Faiq calls for practical measures

Faiq Calls for Practical Measure to Stop Attacks on Hazaras

Naseer Ahmad Faiq, Afghanistan’s representative to the United Nations, asked the UN’s member states to take practical measures to prevent the targeted killing of Hazaras and to form a commission to investigate and report on all serious violations of human rights.

In his speech at the United Nations General Assembly Third Committee (SOCHUM or C3), referring to the deadly suicide attack on the Kaaj educational center in the west of Kabul, he said that such attacks show a clear hostility towards accessibility of a certain ethnic group to education and failure of the Taliban in providing security.

These actions are violations of international human rights principles and should be investigated as crimes of genocide, added Faiq.

“I request the member states of the United Nations to take practical measures to prevent the targeted killing of the Hazaras by forming a fact-finding committee to investigate and report on all serious violations of human rights, including the genocide of the Hazaras, forced displacements, and extrajudicial killings”, Faiq added in his statement.

Faiq called the human rights situation in Afghanistan “extremely alarming” and said that there are shocking reports of severe and continuous violation of human rights by the Taliban.
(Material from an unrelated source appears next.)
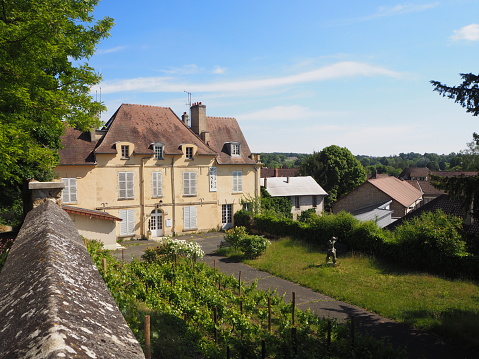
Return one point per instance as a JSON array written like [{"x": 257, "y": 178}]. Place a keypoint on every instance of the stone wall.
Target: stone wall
[{"x": 53, "y": 301}]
These violations include “extrajudicial killings, torture, harsh treatment, arbitrary arrests and detentions of former security forces, journalists, human rights advocates and people accused of having relations with the national resistance front (NRF).
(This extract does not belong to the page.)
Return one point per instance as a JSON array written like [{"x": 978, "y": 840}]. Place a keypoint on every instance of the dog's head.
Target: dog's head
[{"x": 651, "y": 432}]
He emphasized that there are authentic reports of large-scale torture and killing of prisoners of war without trial and forced displacements of certain ethnic groups in various provinces of Afghanistan, including Badakhshan, Baghlan, Panjshir, Sar-e Pol and Takhar.

These actions are serious violations of human rights and war crimes, Faiq said.

He described the situation of women and girls as extremely worrying and said that currently there is a gender apartheid ongoing in Afghanistan.

The representative of Afghanistan to the UN requested all its member states and the international community to stand by the people of Afghanistan and not forget them.

Faiq said that the international community should keep the necessary pressure on the Taliban to make them live up to their commitments and to respect human rights for all the people of Afghanistan, in particular women and girls.

“The international community must use all available means to put pressure on the de facto authorities of the Taliban to form an inclusive and accountable government system based on the rule of law, justice and the will of the people. I also urge all the member states to support the United Nations and the United Nations Assistance Missions in Afghanistan (UNAMA). UNAMA needs to play a stronger role in the restoration, promotion, and protection of women’s rights through overseeing and reporting on the situation of human rights in the country, including the documentation of violations by all parties”, Faiq shared part of his speech at the UNGA meeting today.